Они оба молчали и стояли друг против друга. Карташев испытывал какое-то совершенно особенное опьянение.
- Как хотите, сестра, но с таким лицом не поверяют и не принимают поверяемых тайн, - лукаво произнес брат Аглаиды Васильевны.
Мать сама давно заметила что-то особенное и теперь громко и строго позвала сына:
- Тёма, мне надо с тобой поговорить.
Карташев в последний раз посмотрел на Корневу. Все вихрем закружилось перед ним, и, не помня себя, он прошептал:
- Да, я люблю вас и теперь!
Взволнованный подошел он к матери.
Карташева встала и недовольно сказала сыну:
- Ты мог бы и раньше переговорить с посторонними (на этом слове она сделала особое ударение), а последние минуты можно, кажется, и с матерью побыть... Пойдем со мной.

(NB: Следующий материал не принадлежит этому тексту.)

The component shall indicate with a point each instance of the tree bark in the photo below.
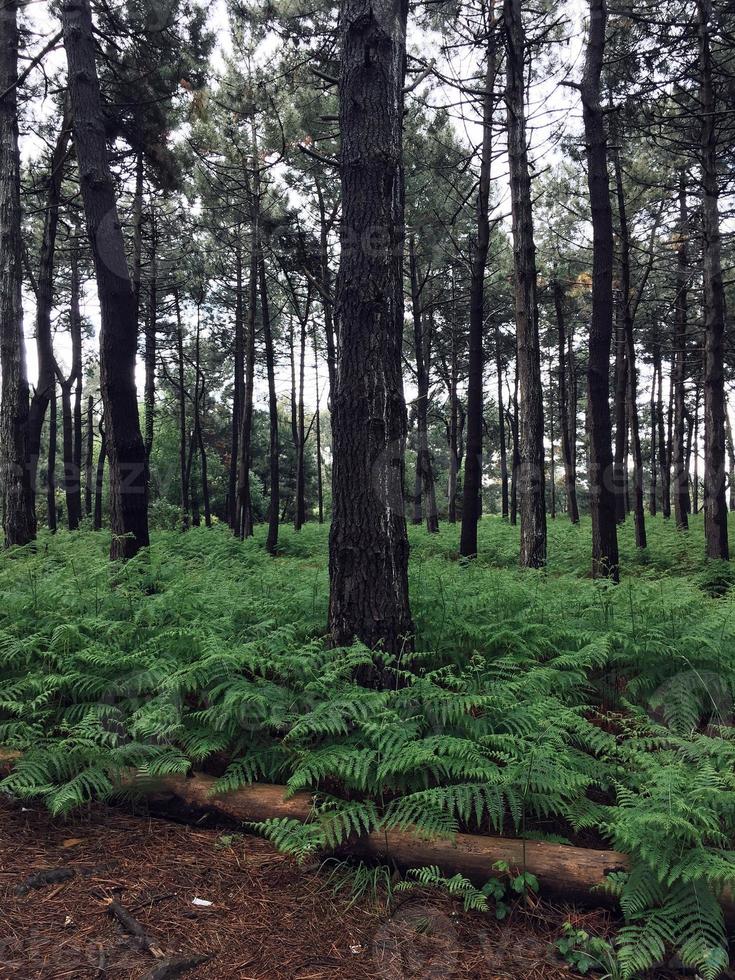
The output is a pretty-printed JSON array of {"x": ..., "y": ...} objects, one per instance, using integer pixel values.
[
  {"x": 681, "y": 477},
  {"x": 46, "y": 386},
  {"x": 368, "y": 545},
  {"x": 531, "y": 477},
  {"x": 715, "y": 503},
  {"x": 16, "y": 490},
  {"x": 99, "y": 478},
  {"x": 51, "y": 467},
  {"x": 238, "y": 385},
  {"x": 631, "y": 372},
  {"x": 119, "y": 335},
  {"x": 472, "y": 489},
  {"x": 602, "y": 496},
  {"x": 570, "y": 487}
]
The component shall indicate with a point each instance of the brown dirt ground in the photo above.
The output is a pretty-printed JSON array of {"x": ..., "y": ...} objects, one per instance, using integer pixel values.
[{"x": 270, "y": 919}]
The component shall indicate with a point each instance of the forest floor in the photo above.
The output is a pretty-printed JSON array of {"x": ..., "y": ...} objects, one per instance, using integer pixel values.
[{"x": 268, "y": 918}]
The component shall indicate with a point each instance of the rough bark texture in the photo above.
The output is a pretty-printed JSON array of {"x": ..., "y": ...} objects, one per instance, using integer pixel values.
[
  {"x": 119, "y": 335},
  {"x": 715, "y": 503},
  {"x": 472, "y": 488},
  {"x": 678, "y": 449},
  {"x": 19, "y": 521},
  {"x": 627, "y": 311},
  {"x": 368, "y": 545},
  {"x": 532, "y": 492},
  {"x": 422, "y": 341},
  {"x": 570, "y": 486},
  {"x": 602, "y": 496},
  {"x": 45, "y": 387}
]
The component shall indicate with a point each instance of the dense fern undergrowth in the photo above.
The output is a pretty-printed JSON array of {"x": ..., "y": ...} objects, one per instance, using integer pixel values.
[{"x": 540, "y": 704}]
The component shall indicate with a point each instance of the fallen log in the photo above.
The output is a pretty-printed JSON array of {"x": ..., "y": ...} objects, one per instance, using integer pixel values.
[{"x": 563, "y": 870}]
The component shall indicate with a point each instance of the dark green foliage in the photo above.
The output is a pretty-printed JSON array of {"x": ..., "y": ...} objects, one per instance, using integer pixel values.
[{"x": 541, "y": 704}]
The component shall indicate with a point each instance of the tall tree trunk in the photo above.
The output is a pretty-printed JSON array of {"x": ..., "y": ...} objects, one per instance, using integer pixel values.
[
  {"x": 244, "y": 508},
  {"x": 319, "y": 483},
  {"x": 715, "y": 503},
  {"x": 51, "y": 468},
  {"x": 16, "y": 491},
  {"x": 89, "y": 458},
  {"x": 570, "y": 487},
  {"x": 632, "y": 374},
  {"x": 151, "y": 327},
  {"x": 655, "y": 415},
  {"x": 119, "y": 335},
  {"x": 183, "y": 431},
  {"x": 368, "y": 544},
  {"x": 602, "y": 496},
  {"x": 424, "y": 471},
  {"x": 681, "y": 472},
  {"x": 271, "y": 543},
  {"x": 503, "y": 446},
  {"x": 238, "y": 385},
  {"x": 532, "y": 477},
  {"x": 472, "y": 489},
  {"x": 99, "y": 478},
  {"x": 46, "y": 386}
]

Сын пошел рядом с нею. Они ходили по платформе, ему что-то говорила мать, но он ничего не слышал, ничего не видел, или, лучше сказать - видел, слышал и чувствовал только одну Корневу, ее голубенькое в мелких клетках платье, ее жгучие глаза. По временам от избытка чувства он поднимал голову, смотрел в ясное небо, вдыхал в себя нежный аромат начинающегося вечера, влюбленными глазами следил за проходившей по временам Корневой, и все это было так ярко, так сильно, так свежо, так не похоже на то настроение, которого желала и требовала мать от уезжавшего в первый раз от нее сына.
- Ты на прощанье стал совершенно невозможным человеком. Ты ничего не слушаешь, что я тебе говорю. Скажи, пожалуйста, что она с тобой сделала?!
- Ничего не сделала, - угрюмо ответил Карташев.
- Ты пьян?!
- Ну, вот и пьян, - растерянно сказал Карташев.
Аглаида Васильевна, как ужаленная, отошла от сына. Она была потрясена. Она всю себя отдала детям, она делила с ними их радости и горе, она только и жила ими, волнуясь, страдая, переживая с ними все до последней мелочи. Сколько горя, сколько муки перенесла она, работая над сыном. И что ж? Когда она считала, что работа ее почти окончена, что вложенное прочно и надежно, что же видит она? Что первая подвернувшаяся пустая девчонка и кутилы товарищи сразу делают с ее сыном так же, как и она, все, что хотят. Уверенная в себе, она точно потеряла вдруг почву. Слезы подступили к ее глазам.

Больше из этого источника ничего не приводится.